La plupart de ceux qui ont jusqu’ici traité des passions de l’homme et de la morale semblent en avoir parlé, non pas du tout comme de choses naturelles et réglées à ce titre par les lois de la nature, mais comme de choses qui seraient en dehors de la nature. Ou plutôt, ils se représentent l’homme dans la nature comme un empire dans un autre… C’est pourquoi, bien loin d’attribuer l’inconstance ou la faiblesse de l’homme aux lois de la nature, ils les imputent je ne sais à quel vice de la nature humaine sur laquelle, à ce propos, les uns se lamentent, les autres s’égaient ou la méprisent, ou finissent par la prendre en haine. (Éthique, III, Préambule.)


Voilà bien le cas des protestans au milieu desquels vivait l’auteur de l’Ethique, voilà le cas des jansénistes, et voilà le cas aussi de l’auteur des Pennées.
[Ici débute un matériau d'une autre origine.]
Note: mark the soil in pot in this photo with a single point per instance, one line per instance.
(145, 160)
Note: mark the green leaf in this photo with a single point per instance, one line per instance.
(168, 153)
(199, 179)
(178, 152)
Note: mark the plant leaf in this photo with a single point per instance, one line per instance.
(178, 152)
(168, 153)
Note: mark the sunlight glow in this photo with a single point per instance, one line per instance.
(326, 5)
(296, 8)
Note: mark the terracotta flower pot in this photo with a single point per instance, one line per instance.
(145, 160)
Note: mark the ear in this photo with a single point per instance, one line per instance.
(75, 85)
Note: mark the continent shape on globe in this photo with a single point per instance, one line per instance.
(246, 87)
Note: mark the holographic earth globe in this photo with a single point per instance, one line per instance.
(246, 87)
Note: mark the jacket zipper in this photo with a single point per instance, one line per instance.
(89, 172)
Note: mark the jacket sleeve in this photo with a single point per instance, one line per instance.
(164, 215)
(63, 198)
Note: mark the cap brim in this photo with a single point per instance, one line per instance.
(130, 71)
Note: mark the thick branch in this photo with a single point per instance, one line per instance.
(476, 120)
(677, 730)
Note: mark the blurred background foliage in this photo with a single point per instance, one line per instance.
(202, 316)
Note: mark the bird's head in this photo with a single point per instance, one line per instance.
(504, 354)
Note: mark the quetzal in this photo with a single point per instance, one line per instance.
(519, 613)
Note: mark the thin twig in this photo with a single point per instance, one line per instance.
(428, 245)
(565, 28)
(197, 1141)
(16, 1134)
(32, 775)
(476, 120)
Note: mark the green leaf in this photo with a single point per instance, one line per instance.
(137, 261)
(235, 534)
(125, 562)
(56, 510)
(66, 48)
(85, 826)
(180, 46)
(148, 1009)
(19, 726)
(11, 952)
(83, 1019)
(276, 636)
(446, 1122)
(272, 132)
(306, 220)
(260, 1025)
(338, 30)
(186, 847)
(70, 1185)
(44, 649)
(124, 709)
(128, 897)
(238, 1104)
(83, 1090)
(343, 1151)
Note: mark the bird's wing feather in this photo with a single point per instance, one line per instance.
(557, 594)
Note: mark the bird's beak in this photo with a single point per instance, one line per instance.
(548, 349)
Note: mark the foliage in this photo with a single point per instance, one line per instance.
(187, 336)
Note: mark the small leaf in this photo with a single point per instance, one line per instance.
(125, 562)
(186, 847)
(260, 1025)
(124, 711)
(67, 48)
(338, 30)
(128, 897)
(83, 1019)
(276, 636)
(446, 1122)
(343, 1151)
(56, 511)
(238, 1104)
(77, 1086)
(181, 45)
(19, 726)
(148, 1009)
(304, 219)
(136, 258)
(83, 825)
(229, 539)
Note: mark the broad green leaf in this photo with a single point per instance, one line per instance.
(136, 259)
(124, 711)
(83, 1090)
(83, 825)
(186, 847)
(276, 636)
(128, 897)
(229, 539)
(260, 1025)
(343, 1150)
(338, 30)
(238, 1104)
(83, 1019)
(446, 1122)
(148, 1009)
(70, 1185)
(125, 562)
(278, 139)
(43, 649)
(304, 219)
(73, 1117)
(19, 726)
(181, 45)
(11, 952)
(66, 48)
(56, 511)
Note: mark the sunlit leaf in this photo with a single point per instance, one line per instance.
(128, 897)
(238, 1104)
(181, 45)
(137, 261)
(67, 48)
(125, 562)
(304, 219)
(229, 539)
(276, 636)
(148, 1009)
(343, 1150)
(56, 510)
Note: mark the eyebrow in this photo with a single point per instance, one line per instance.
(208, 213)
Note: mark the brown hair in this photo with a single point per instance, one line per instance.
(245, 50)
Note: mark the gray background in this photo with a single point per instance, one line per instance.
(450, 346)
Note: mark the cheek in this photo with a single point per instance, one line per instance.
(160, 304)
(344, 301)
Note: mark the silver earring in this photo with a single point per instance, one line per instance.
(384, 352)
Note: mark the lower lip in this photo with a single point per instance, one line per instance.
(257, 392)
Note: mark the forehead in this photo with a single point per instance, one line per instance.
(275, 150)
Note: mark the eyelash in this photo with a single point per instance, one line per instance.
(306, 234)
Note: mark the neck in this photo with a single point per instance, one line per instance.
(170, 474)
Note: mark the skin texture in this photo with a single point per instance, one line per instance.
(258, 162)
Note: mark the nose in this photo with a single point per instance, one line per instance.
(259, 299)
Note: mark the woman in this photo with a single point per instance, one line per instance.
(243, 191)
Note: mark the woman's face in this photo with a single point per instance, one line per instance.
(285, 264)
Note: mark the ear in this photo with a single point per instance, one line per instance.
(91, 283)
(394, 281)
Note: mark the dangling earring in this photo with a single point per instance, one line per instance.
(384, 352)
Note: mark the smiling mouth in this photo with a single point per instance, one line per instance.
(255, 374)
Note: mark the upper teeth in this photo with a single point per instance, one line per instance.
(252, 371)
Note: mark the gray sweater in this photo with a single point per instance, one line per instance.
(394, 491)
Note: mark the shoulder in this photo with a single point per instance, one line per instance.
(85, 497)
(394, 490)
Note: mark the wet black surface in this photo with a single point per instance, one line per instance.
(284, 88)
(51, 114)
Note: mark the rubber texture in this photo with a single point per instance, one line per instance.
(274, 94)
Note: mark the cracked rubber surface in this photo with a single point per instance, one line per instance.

Mais voilà surtout le témoignage explicite et authentique du progrès qu’avait accompli, dans la première moitié du XVIIe siècle, la philosophie de la nature, et c’est ce qu’il faut savoir, si l’on veut savoir avec exactitude quel était, entre 1660 et 1680, le fond de la pensée de nos « libertins. »

Ils ne croyaient pas précisément que la nature fût bonne, au sens où l’entendra plus tard l’auteur de la Nouvelle Héloïse et de l’Emile, mais ils ne croyaient pas non plus qu’elle fût mauvaise. Ils professaient seulement qu’elle était la nature, que ses inspirations ou ses conseils ne sauraient en général différer de ceux de la sagesse :


Nunquam aliud natura, aliud sapientia dicit ;


et surtout ils disaient, — c’est l’expression de La Mothe Le Vayer, l’un des amis particuliers de Molière, — que de vouloir lui résister, c’est prétendre ramer contre le cours de l’eau. Non pas d’ailleurs qu’on doive toujours la suivre, ni toujours obéir à ses impulsions :


Un certain Grec disait à l’empereur Auguste
Comme une instruction utile autant que juste
Que, lorsqu’une aventure en colère nous met,
Il nous faut avant tout dire notre alphabet,
Afin que dans ce temps la bile se tempère
Et qu’on ne fasse rien que l’on ne doive faire…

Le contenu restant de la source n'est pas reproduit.